13. In the absence of any answering affidavit filed by the Respondent, the Appellant’s application and all of the allegations contained therein are deemed to be admitted.
14. Rule 24(1)(b) of the Rules of the Tribunal further provides that the Presiding member may continue with the proceedings in the absence of the Respondents if the Respondents fail to attend or be represented at the hearing.
15. Rule 24(2) of the Rules of the Tribunal states that the Presiding member must be satisfied that the Respondents were properly notified of the date, time and venue of the proceedings.
In this matter the Notice of Set Down issued by the Registrar to all the parties is before the Tribunal and the Presiding member is satisfied that all the parties were properly notified of the hearing.
17. The Tribunal therefore proceeded with the hearing of the matter.
18. Mr De Lange explained to the Tribunal that Direct Axis (Pty) Ltd, the second Respondent, acts on behalf of First Rand Bank and therefore all correspondence should go through Direct Axis (Pty) Ltd.. Furthermore the acceptance letter from the Credit Provider clearly states that it is from Direct Axis (Pty) Ltd.
19. The Appellant contends that the acceptance letter from Le Morgan Direct Marketing (Pty) Ltd, the first Respondent, is and was in the original application.
CONSIDERATION OF THE EVIDENCE
20. The Tribunal considered the oral submissions by the Appellant and the documents filed of record.
21. Page 8 of the original application for debt re-arrangement contains a letter of acceptance on a Call Direct letterhead.
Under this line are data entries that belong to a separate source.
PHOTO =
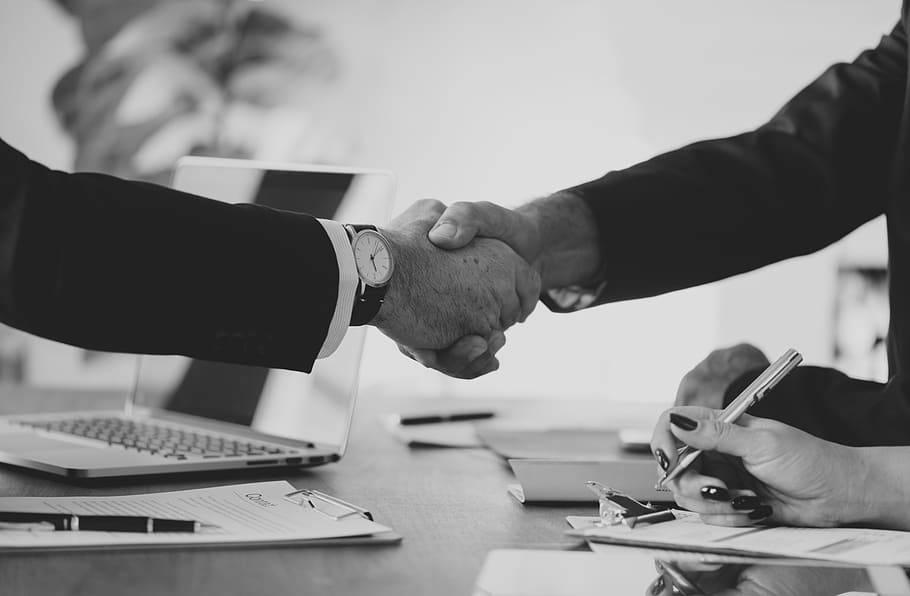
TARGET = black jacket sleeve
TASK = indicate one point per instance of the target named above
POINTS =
(819, 169)
(835, 407)
(107, 264)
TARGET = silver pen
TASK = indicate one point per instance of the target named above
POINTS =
(749, 396)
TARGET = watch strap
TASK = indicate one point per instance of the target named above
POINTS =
(368, 299)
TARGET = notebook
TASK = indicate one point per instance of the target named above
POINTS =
(190, 415)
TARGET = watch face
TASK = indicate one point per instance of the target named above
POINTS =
(373, 259)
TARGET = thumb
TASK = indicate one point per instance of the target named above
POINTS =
(464, 221)
(702, 429)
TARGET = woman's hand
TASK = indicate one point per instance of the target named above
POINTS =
(759, 469)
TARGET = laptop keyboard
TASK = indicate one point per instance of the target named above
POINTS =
(169, 441)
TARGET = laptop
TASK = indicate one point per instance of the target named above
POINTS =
(187, 415)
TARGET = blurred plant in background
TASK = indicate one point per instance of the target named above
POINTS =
(162, 79)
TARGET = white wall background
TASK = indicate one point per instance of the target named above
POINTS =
(505, 100)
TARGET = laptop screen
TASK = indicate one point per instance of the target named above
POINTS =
(315, 407)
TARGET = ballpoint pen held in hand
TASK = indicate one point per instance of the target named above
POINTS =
(750, 396)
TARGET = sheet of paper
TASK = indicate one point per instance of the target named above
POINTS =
(563, 480)
(244, 513)
(584, 522)
(846, 545)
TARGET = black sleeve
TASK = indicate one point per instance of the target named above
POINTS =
(835, 407)
(819, 169)
(107, 264)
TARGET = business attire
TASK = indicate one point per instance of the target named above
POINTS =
(109, 264)
(836, 156)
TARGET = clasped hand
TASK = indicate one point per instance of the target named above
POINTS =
(449, 309)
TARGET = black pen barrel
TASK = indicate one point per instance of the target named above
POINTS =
(61, 521)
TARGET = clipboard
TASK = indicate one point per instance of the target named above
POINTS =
(243, 515)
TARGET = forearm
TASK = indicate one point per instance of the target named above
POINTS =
(881, 488)
(568, 240)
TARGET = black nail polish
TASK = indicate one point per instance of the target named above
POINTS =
(746, 502)
(760, 512)
(683, 422)
(658, 586)
(715, 493)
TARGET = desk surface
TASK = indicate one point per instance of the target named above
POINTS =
(450, 505)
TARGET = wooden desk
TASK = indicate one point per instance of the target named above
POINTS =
(450, 505)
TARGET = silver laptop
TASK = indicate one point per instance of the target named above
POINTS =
(188, 415)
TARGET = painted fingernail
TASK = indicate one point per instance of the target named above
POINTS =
(760, 512)
(746, 502)
(683, 422)
(715, 493)
(658, 586)
(445, 230)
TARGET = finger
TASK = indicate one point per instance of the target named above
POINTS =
(509, 310)
(694, 485)
(687, 389)
(663, 443)
(456, 357)
(420, 209)
(483, 364)
(463, 221)
(468, 358)
(528, 286)
(700, 428)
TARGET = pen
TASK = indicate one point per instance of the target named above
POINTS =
(435, 418)
(749, 396)
(20, 520)
(650, 518)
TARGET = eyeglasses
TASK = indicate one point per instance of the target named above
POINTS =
(327, 505)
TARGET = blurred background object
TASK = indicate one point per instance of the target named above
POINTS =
(471, 100)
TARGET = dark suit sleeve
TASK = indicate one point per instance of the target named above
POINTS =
(819, 169)
(835, 407)
(107, 264)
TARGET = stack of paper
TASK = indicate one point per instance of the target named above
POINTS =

The address on the top right hand corner of the letter cites FirstRand Bank Limited but then indicates that Direct Axis is an agent of the Credit Provider. The letter indicates at the bottom after the signature that it is from Direct Axis, on behalf of FirstRand Bank. Furthermore, page 36 of the original application for a debt re-arrangement order states that Direct Axis is a subsidiary of FirstRand Bank Limited.
22. This creates confusion as to who the credit provider is. As stated by Mr De Lange, Direct Axis acts on behalf of FirstRand Bank. Therefore, Direct Axis is incorrectly cited as the Credit Provider.
23. It should be noted that a Tribunal Member makes a decision based on the information in front of him or her and not on information submitted subsequently. Therefore the Tribunal Member in this case did not err in refusing to grant the order as requested.
24. On page 31 of the original application for a debt re-arrangement order there is a letter of acceptance from Le Morgan Direct Marketing (Pty) Ltd, bearing an official stamp and contact details of the company. There is no reason to believe that this letter was not in the original documents considered by the Tribunal member.
CONCLUSION
25. The Tribunal finds that Direct Axis is an agent and a subsidiary of FirstRand Bank Limited and is wrongly cited as the Credit Provider..
26. With respect to the First Respondent tt is evident that a letter of acceptance was in the original application for a debt re-arrangement order.
ORDER
27. Under the circumstances and for the reasons stated above, the Tribunal orders as follows:
The appeal against the refusal by Prof Maseko to grant the debt re-arrangement order is dismissed based on the incorrect citation of Direct Axis as the Credit Provider.;
The Debt Counsellor may submit a new application.
There is no order as to costs.
DATED THIS 11th DAY OF FEBRUARY 2015
[signed]
___________________________
FK Sibanda
Presiding Member
Adv F Manamela (Member) and Ms P Beck (Member) concurring.